Kelling (also known as Low Kelling and as Lower Kelling) is a village and a civil parish in the English county of Norfolk.
The village is 10.1 miles west of Cromer, 26 miles north of Norwich. The village straddles the A149 Coast road between Kings Lynn and Great Yarmouth.
The villages name means ‘Cylla’s/Ceolla’s people’.
The nearest railway station is at Sheringham for the Bittern Line which runs between Sheringham, Cromer, and Norwich. The nearest airport is Norwich International Airport. The village lies within the Norfolk Coast AONB (Area of Outstanding Natural Beauty) and the North Norfolk Heritage Coast.
Changes in government policy have discontinued management of coastal erosion in North Norfolk.
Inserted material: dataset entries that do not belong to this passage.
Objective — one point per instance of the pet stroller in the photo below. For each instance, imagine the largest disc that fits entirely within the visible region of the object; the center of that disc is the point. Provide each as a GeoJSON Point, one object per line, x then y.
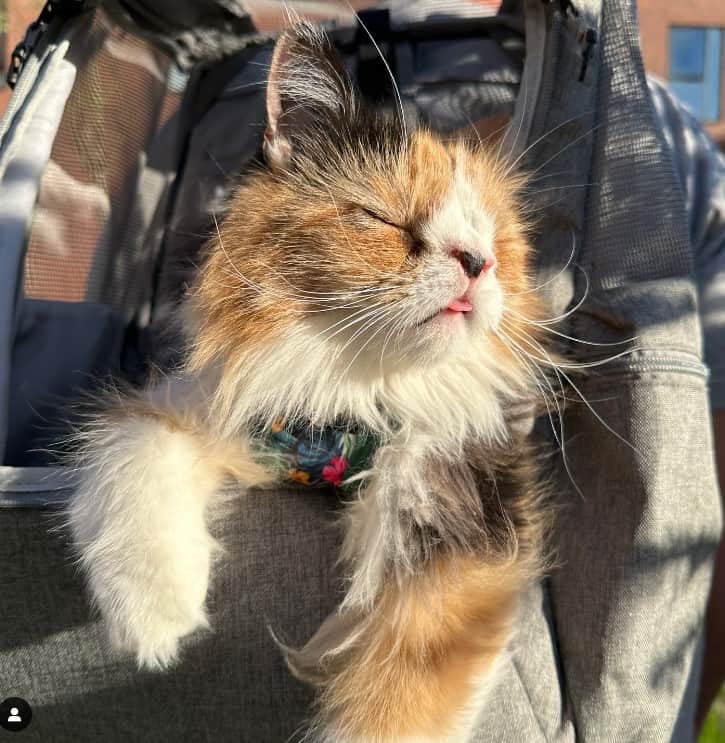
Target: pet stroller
{"type": "Point", "coordinates": [129, 124]}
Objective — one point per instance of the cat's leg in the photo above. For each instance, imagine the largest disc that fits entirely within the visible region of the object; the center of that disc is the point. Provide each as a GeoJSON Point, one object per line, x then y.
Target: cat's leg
{"type": "Point", "coordinates": [147, 476]}
{"type": "Point", "coordinates": [413, 669]}
{"type": "Point", "coordinates": [429, 608]}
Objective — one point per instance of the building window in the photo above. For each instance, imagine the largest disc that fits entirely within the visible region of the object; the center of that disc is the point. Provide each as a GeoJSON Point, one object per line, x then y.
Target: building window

Kelling is a small village which had a reputation for smuggling. The village has a reading room, which is now a book shop, gallery and tea-room. There is a small Victorian school house built in 1876 and opened October 1877, still in use as a primary school today on the coastal side of the A149 just opposite the reading room. Today it is attended by 90 children from the surrounding area. The postal addresses for Kelling are unusual as only 10 of the 37 properties have a number; the rest are known only by the house name, the postcode for the village is NR25 7EL.
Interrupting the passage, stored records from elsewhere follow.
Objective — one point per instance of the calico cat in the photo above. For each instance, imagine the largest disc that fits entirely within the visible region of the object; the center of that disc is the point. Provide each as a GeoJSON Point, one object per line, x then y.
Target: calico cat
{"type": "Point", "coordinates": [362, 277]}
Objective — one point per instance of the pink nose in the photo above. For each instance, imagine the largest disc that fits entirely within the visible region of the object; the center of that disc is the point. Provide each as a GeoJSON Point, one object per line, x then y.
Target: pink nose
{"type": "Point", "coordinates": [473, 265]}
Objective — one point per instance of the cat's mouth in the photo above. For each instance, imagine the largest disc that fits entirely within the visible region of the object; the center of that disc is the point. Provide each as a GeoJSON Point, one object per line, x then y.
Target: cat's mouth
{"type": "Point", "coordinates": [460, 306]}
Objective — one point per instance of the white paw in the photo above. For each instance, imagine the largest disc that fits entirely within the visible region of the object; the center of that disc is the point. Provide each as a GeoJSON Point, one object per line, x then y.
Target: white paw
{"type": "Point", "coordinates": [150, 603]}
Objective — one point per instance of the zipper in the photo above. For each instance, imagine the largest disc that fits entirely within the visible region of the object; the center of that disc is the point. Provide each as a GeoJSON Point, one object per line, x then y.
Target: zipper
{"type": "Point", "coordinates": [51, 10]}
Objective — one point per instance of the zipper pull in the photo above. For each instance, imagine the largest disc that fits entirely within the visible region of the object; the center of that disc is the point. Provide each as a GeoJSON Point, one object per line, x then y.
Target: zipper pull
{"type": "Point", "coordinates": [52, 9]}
Around Kelling are Kelling Heath and Muckleburgh Hill, two raised areas of outstanding natural beauty. The heaths contain a network of paths, nature trail and views of the surrounding area. Kelling village is 1 km from the coast which is accessed via a road used as a public path (RUPP). The coastline at Kelling along with Weybourne and Salthouse was of part the strategic defence during the Second World War.